Artificial intelligence-powered chatbots’ responses to orthodontic questions from the dentistry specialization examination: Accuracy and source evaluation,

Çakmak, BERRAK; Sökmen, TEVHİDE; Baloş Tuncer, BURCU

doi:10.1016/j.jds.2025.11.027

Artificial intelligence-powered chatbots’ responses to orthodontic questions from the dentistry specialization examination: Accuracy and source evaluation,

Çakmak B., Sökmen T., Baloş Tuncer B.

JOURNAL OF DENTAL SCIENCES, sa.1, ss.1-2, 2025 (SCI-Expanded, Scopus)

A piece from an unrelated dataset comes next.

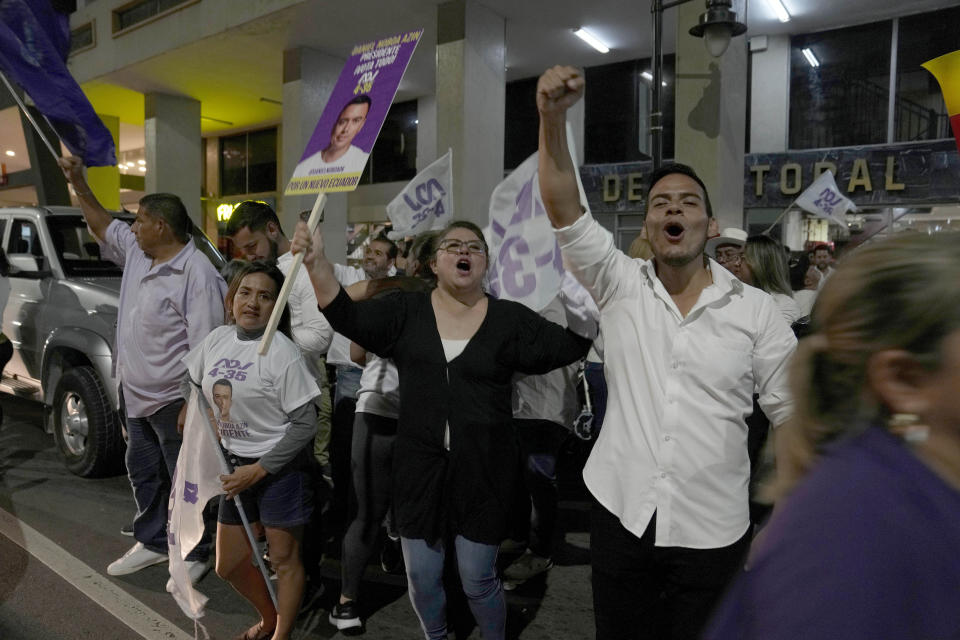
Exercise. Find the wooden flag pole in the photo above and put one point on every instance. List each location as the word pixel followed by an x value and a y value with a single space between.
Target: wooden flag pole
pixel 315 214
pixel 779 218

Yayın Türü: Makale / Tam Makale
Basım Tarihi: 2025
Doi Numarası: 10.1016/j.jds.2025.11.027
Dergi Adı: JOURNAL OF DENTAL SCIENCES
Derginin Tarandığı İndeksler: Scopus, Science Citation Index Expanded (SCI-EXPANDED), Directory of Open Access Journals
Sayfa Sayıları: ss.1-2
Gazi Üniversitesi Adresli: Evet

Özet

Background: /purpose: The use of artificial intelligence (AI) powered chatbots in dental education is becoming increasingly widespread. Evaluating their performance and the reliability of their sources is essential to understand their educational value. The aim of this study was to evaluate the performance of AI-powered chatbots in addressing orthodontic questions from the Dental Specialty Exam (DUS) and to assess the accuracy and reliability of the information sources on which they rely. Materials and methods: A total of 129 orthodontic questions from the exam administered between 2012 and 2021 were categorized according to Bloom’s taxonomy. Each question was individually entered into ChatGPT-5, Claude 3.7, and Copilot, and their performances were comparatively evaluated. The sources referenced by the chatbots while generating their answers were also assessed. The data were analyzed using Pearson’s chi-squared test. Results: ChatGPT-5, Claude 3.7, and Copilot achieved accuracy rates of 82.2 %, 83.7 %, and 85.3 %, respectively. Copilot performed best on scenario-based questions (100 %) but performed worst on visual analysis questions (33.3 %). Citation analysis showed that, ChatGPT5.0 used reliable academic sources, whereas Claude cited few and less credible references, and Copilot relied mainly on moderately reliable materials. Conclusion: Chatbots exhibited strong text-based reasoning abilities but limited visual interpretation skills. While ChatGPT-5.0 provided more reliable and well-referenced responses, other models showed weaker citation practices. These underscored both the potential and the current limitations of AI-based systems in orthodontic education and clinical practice.